Door de 1e wereldoorlog waren velen Amerikanen in aanraking gekomen met de Europese cultuur. Vooral vrouwen wilden meer kleur en stijl in de auto's terugzien, zij raakten gefrustreerd van de zwarte T. Autofabrikanten kwamen tegemoet aan de wensen en naast de startmotor kwamen er andere bekledingen, ruiten, interieurverlichting, afgesloten motorcompartimenten, gesloten en ruime interieurs met later zelfs verwarming. Ondanks deze wensen bleef Henry de T Ford op dezelfde manier produceren. Deze was nog steeds betrouwbaarder dan alle andere, maar ook hobbelig, luidruchtig, stinkend en werd het liefst gemeden door vrouwen. De T werd zelfs het mikpunt van moppen, liedjes en strips. 

 

Sloan had geen last van de volhardendheid van Henry en gaf aan dat GM Amerika's premium autoproducent zou blijven voor de komende decennia. Sloan deed zijn best de betrouwbaarheid te verminderen en de veroudering te versnellen. 

 

In 1923 vraagt Sloan Kettering het Paint and Enamel Committee op te richten. Wellicht dat Sloan dan toch de boeken in moet als oprichter en bedenker van autodesign? De 1923 Chevrolet werd gefacelift en kreeg lagere rondere lijnen en een langere motorkap die een snelle motor suggereerden.
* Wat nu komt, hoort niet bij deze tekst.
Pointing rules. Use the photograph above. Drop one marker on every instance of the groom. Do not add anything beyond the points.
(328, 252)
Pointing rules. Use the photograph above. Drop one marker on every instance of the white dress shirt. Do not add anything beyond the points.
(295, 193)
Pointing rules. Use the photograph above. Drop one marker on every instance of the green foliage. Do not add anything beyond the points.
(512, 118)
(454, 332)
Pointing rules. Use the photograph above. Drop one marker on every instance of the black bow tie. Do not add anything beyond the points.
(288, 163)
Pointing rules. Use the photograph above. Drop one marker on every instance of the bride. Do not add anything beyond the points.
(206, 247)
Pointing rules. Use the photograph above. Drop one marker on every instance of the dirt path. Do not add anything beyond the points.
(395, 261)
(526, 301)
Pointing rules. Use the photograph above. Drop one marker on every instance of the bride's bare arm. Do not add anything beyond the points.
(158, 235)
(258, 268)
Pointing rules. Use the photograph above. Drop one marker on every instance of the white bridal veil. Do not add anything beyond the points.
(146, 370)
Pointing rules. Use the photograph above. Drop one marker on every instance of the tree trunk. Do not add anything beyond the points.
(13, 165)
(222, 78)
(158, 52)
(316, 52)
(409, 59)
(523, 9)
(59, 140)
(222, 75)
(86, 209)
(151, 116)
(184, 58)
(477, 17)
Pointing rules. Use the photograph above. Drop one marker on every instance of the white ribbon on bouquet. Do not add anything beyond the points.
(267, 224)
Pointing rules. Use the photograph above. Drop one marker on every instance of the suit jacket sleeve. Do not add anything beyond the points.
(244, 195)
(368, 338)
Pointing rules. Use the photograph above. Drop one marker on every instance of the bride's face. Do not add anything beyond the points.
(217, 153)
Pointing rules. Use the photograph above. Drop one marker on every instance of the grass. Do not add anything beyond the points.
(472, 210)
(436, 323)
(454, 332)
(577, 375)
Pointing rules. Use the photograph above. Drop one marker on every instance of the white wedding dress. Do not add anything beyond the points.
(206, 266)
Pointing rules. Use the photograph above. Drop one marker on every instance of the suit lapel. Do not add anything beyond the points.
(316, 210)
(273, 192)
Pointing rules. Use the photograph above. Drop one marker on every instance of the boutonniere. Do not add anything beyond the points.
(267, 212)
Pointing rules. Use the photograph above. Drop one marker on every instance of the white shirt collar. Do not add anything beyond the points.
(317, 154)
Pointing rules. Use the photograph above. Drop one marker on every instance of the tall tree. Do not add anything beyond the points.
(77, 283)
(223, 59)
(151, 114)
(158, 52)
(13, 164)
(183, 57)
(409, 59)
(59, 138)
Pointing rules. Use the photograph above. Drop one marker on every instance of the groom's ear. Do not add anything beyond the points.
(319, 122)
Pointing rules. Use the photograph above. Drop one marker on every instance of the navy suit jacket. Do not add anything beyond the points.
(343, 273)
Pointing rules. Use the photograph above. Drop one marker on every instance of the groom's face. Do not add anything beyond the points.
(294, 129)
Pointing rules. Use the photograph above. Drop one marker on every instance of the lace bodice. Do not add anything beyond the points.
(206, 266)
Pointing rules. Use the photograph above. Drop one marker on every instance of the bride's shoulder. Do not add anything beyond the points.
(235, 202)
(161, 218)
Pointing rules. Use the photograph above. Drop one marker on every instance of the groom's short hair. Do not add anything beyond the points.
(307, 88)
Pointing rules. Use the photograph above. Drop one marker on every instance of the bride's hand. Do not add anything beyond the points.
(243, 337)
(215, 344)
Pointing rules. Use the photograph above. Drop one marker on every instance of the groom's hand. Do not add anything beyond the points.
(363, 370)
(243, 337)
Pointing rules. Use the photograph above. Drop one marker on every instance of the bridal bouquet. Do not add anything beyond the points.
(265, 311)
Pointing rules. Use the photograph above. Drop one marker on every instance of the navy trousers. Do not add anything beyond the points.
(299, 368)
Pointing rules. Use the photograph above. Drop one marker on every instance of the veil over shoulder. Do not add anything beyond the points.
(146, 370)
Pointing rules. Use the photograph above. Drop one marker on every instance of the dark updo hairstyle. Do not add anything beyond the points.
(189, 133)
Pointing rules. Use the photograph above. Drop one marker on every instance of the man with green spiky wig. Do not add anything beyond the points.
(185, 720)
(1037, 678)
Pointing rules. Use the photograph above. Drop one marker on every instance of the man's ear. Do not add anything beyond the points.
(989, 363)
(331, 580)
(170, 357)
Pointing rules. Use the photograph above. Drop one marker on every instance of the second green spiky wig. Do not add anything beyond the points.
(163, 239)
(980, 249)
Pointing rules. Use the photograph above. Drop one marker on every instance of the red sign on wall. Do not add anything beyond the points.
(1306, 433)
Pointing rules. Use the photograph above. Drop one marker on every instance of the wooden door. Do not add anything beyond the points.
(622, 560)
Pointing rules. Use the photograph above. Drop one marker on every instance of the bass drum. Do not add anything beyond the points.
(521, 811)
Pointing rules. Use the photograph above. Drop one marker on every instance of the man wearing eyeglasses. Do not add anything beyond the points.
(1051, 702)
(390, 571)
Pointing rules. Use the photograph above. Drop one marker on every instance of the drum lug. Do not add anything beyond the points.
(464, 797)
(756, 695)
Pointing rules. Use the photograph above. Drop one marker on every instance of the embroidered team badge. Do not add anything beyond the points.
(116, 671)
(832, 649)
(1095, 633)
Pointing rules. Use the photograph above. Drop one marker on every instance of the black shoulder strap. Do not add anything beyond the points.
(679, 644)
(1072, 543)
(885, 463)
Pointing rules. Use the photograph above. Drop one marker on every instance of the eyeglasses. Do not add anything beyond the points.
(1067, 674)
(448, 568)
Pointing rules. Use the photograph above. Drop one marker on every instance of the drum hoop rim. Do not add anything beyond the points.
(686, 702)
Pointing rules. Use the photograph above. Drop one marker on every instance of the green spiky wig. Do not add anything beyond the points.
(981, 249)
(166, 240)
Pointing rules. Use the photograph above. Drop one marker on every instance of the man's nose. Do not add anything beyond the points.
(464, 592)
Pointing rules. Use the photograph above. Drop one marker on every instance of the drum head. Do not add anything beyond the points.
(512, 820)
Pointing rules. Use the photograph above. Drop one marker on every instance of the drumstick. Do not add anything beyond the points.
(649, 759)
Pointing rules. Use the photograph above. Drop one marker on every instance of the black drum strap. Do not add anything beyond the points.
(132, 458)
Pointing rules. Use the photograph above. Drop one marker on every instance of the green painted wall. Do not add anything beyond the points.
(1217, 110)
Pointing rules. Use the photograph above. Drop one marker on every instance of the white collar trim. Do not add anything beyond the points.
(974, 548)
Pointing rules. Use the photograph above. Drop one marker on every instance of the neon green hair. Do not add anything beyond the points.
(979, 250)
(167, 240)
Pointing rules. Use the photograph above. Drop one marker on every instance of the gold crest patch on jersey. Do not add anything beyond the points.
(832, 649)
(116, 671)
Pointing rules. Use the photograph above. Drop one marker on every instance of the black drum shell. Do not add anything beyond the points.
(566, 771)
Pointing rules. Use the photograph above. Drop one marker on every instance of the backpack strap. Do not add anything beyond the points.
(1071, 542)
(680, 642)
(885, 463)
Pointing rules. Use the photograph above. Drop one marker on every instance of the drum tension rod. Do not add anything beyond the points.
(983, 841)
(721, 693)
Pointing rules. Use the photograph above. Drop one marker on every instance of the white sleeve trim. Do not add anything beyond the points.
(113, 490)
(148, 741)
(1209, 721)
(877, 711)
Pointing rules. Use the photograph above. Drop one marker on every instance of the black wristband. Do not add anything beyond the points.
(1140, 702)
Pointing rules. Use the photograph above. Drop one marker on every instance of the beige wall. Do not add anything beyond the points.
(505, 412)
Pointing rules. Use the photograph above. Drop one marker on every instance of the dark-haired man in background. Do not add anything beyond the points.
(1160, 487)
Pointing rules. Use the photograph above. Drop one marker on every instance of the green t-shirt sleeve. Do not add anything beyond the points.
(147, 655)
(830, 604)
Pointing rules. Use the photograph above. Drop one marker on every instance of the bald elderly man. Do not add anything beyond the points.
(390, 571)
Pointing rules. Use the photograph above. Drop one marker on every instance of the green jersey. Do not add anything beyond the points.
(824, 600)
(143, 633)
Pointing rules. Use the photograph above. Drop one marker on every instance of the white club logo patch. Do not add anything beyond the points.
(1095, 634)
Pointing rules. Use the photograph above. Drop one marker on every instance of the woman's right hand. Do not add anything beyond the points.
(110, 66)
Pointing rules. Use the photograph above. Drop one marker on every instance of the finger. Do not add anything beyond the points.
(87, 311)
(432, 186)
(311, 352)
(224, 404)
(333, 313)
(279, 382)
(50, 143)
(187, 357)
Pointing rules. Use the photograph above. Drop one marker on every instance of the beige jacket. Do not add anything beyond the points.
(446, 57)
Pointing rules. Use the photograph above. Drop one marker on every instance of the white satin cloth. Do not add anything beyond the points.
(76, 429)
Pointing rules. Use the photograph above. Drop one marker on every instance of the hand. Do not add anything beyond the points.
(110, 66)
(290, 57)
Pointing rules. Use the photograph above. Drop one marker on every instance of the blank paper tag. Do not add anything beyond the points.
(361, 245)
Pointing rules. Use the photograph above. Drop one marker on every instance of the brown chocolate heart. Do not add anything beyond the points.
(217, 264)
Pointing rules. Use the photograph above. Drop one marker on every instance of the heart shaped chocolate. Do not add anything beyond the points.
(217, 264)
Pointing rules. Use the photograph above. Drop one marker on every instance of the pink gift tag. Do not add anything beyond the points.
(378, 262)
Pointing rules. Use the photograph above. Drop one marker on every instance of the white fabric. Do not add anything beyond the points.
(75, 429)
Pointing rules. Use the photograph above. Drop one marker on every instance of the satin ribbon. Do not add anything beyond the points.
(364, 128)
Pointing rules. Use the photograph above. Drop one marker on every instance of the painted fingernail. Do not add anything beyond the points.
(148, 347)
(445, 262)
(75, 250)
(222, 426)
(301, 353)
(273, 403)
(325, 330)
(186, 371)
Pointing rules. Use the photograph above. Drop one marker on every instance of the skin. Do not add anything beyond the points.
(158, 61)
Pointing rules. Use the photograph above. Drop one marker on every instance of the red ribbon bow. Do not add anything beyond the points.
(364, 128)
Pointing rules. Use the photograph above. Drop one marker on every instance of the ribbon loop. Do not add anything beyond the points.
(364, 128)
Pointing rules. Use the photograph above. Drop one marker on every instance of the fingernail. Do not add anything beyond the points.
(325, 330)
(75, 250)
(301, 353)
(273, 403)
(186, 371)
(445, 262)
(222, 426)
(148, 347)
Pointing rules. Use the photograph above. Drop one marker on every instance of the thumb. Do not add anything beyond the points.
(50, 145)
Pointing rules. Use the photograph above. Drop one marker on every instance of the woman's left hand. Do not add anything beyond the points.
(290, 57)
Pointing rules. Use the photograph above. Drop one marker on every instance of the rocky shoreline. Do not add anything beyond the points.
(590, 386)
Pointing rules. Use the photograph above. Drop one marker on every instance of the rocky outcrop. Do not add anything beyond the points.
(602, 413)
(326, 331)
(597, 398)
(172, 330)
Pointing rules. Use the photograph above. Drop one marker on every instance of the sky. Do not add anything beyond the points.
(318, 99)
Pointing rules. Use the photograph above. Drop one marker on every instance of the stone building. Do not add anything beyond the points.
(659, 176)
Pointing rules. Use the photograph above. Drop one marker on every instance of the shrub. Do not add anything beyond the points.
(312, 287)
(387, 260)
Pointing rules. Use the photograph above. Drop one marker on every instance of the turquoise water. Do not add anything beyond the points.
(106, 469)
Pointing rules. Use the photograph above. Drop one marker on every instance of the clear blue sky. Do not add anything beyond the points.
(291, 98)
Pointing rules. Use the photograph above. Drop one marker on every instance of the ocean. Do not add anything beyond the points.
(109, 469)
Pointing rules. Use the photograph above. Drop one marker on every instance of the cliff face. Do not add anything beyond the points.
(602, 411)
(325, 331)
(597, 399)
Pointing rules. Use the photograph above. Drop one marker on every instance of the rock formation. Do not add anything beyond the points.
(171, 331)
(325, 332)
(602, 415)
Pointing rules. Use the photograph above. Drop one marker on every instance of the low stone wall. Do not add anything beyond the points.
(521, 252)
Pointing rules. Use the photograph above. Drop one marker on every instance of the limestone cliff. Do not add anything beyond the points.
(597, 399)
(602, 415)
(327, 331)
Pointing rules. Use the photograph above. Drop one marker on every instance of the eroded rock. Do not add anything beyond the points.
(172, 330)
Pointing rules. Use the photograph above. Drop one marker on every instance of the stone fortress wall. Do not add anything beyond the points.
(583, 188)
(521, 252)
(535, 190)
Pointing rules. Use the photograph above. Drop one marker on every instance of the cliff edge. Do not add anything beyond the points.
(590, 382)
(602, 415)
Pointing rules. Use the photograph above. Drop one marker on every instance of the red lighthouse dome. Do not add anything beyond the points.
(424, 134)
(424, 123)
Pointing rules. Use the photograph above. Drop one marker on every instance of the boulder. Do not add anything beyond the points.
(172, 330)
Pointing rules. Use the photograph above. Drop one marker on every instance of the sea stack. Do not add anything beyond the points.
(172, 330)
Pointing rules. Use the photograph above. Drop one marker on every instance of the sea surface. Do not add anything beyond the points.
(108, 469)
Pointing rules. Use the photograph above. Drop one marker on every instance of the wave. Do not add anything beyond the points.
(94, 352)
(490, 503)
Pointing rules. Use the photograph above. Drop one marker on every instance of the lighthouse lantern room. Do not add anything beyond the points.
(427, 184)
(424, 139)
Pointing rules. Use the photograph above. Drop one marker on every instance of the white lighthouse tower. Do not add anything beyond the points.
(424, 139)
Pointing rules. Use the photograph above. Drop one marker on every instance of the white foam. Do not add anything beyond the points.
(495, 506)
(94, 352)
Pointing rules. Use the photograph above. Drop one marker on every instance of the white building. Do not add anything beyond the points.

De T leek hierbij wel een tractor. Kopers zagen dit ook en kochten de Chevrolet met het prestigieuze design. Sloan leerde al snel dat veroudering van styling sneller en goedkoper te realiseren was dan technische veroudering. Hij had een Harley Earl nodig, maar dat wist hij nog niet. In 1925 liet hij Collins opvolgen door Lawrence Fisher, één van de 7 Fisher broers. Lawrence was een probleemloze vrijgezel van de jaren 20, knap en goed gekleed en in de 30. 

Harley Earl

In 1926 nam Sloan het advies aan van de president van Cadillac dat hij Harley Earl, een custom car ontwerper, moest aannemen. GM had dankzij het conflict met Ford een voordeel op het gebied van styling. De flamboyante Earl was een graag geziene gast op feestjes. Bij een bezoek van Larry Fisher aan het bedrijf waar Harley werkte schepte hij op aan Fisher, de opvolger van Richard Collins, de president van Cadillac, dat hij een Chevrolet op een Cadillac kon laten lijken. Dit was is 1925, Fisher bood Earl de baan aan. Hij mocht hem wel, 5 jaar jonger, maar net zo knap en goed gekleed als hijzelf.

 

Op het Detroit hoofdkantoor van GM onthulde hij de geheimen van het ontwerpen aan de directie. Fisher stuurt hem naar de salon van Parijs. Hij komt terug met een aantal notities. Eerst controleert hij het model van de LaSalle om zeker te weten dan niemand het model had aangepast. Hij ontwerpt daarna 5 fullsize klei modellen voor Cadillac, dit gaf hem meer vrijheid dan de gebruikelijke hout en metaal modellen.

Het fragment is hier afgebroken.